The Story
Why it exists.
The beginning
Tristitia takes its name from the Latin, a word for melancholy. Not sadness exactly, but that specific kind of heaviness. The kind that sits behind the sternum. Memoize London builds fragrances around emotional states, and this one arrived in 2018 as an exercise in translating personal feeling into something wearable. Rose and jasmine open the conversation. Oud and civet finish it.
What makes Tristitia interesting is the vanilla heart. Sitting between bright florals and a dense base, it does something unusual, it slows the whole composition down. Prevents the rose from floating away. Stops the oud from overwhelming. The vanilla keeps things grounded without killing the tension. That middle space is where this fragrance lives, not quite delicate, not quite aggressive. Somewhere in between.
The evolution
The opening delivers exactly what it promises.
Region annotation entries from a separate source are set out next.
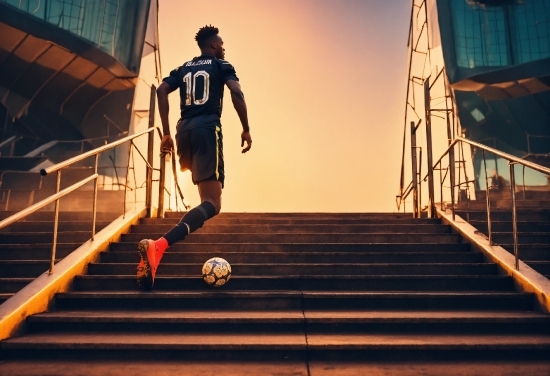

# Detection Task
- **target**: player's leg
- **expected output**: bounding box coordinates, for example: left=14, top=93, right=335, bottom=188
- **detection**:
left=138, top=128, right=225, bottom=289
left=159, top=128, right=225, bottom=247
left=137, top=123, right=192, bottom=290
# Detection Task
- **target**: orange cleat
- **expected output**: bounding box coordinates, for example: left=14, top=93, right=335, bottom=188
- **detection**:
left=137, top=239, right=157, bottom=291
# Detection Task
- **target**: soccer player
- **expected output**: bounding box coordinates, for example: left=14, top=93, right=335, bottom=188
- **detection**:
left=137, top=25, right=252, bottom=290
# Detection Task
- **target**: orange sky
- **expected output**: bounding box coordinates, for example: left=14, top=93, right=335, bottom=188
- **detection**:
left=159, top=0, right=410, bottom=212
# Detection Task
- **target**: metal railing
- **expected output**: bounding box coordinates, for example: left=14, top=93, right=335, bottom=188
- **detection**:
left=436, top=137, right=550, bottom=270
left=0, top=126, right=166, bottom=274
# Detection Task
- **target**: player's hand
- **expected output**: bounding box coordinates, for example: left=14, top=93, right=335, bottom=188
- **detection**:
left=241, top=131, right=252, bottom=153
left=160, top=134, right=174, bottom=154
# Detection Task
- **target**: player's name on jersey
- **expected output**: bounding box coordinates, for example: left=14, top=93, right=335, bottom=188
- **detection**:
left=185, top=59, right=212, bottom=67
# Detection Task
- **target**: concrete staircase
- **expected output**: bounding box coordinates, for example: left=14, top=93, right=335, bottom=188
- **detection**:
left=0, top=211, right=118, bottom=304
left=0, top=213, right=550, bottom=375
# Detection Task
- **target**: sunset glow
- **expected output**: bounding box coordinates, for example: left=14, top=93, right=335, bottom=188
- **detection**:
left=159, top=0, right=410, bottom=212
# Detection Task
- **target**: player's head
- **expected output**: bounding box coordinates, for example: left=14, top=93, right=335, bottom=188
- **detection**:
left=195, top=25, right=225, bottom=59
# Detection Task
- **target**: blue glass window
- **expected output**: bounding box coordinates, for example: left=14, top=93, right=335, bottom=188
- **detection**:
left=0, top=0, right=149, bottom=72
left=449, top=0, right=550, bottom=69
Rose and jasmine arrive together, bright and unapologetic. Jasmine threads through the rose like a whispered second thought, not competing, just deepening. The florals hold steady for a while before anything starts to shift. The vanilla heart arrives quietly. It doesn't announce itself, just smooths the transition as the florals begin to recede. Civet threads through here, subtle at first. Then the drydown: oud, patchouli, amber. The oud is smoky and resinous. Patchouli adds earth. The civet reveals itself more fully here, animalic, close, the kind of note that divides people. On some skin it reads as warmth. On others, something wilder. The base settles close to the skin. Intimate. This is not a fragrance that announces. It lingers. Well into the next day on fabric, easily through a full workday on skin.
Cultural impact
Tristitia sits within Memoize London's Dark Range, a collection that takes the literary, narrative approach of the house into more complex territory. The combination of rose with oud creates a fragrance with deep emotional resonance, while the civet and vanilla structure give it a different character than more straightforward interpretations. The interplay between these materials creates something that feels both intimate and untamed, refusing to be merely decorative. It's for someone who wants fragrance as emotional expression, someone who understands that scent can communicate what words cannot.